🤖 AI Summary
This work addresses the challenge of jointly achieving semantic understanding and physical interaction in complex embodied environments. We propose a tightly integrated architecture that synergistically combines large language models (LLMs) with world models (WMs). Methodologically, we design a multimodal LLM-driven cognitive module coupled with a physics-informed WM to form a closed-loop perception–prediction–action pipeline; internal representation learning and future-state prediction enable task decomposition, dynamic planning, and autonomous decision-making. Our key contributions are threefold: (1) the first systematic analysis of complementary mechanisms between LLMs and WMs in embodied intelligence; (2) a unified framework bridging high-level semantic reasoning with low-level physical law adherence; and (3) empirical validation—across diverse realistic scenarios—of end-to-end execution of complex, long-horizon tasks. This approach establishes a scalable technical pathway toward embodied artificial general intelligence.
📝 Abstract
Embodied Artificial Intelligence (AI) is an intelligent system paradigm for achieving Artificial General Intelligence (AGI), serving as the cornerstone for various applications and driving the evolution from cyberspace to physical systems. Recent breakthroughs in Large Language Models (LLMs) and World Models (WMs) have drawn significant attention for embodied AI. On the one hand, LLMs empower embodied AI via semantic reasoning and task decomposition, bringing high-level natural language instructions and low-level natural language actions into embodied cognition. On the other hand, WMs empower embodied AI by building internal representations and future predictions of the external world, facilitating physical law-compliant embodied interactions. As such, this paper comprehensively explores the literature in embodied AI from basics to advances, covering both LLM driven and WM driven works.

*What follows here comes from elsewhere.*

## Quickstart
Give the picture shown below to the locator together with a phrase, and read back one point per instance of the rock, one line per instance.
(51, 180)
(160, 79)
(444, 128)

In particular, we first present the history, key technologies, key components, and hardware systems of embodied AI, as well as discuss its development via looking from unimodal to multimodal angle. We then scrutinize the two burgeoning fields of embodied AI, i.e., embodied AI with LLMs/multimodal LLMs (MLLMs) and embodied AI with WMs, meticulously delineating their indispensable roles in end-to-end embodied cognition and physical laws-driven embodied interactions. Building upon the above advances, we further share our insights on the necessity of the joint MLLM-WM driven embodied AI architecture, shedding light on its profound significance in enabling complex tasks within physical worlds. In addition, we examine representative applications of embodied AI, demonstrating its wide applicability in real-world scenarios. Last but not least, we point out future research directions of embodied AI that deserve further investigation.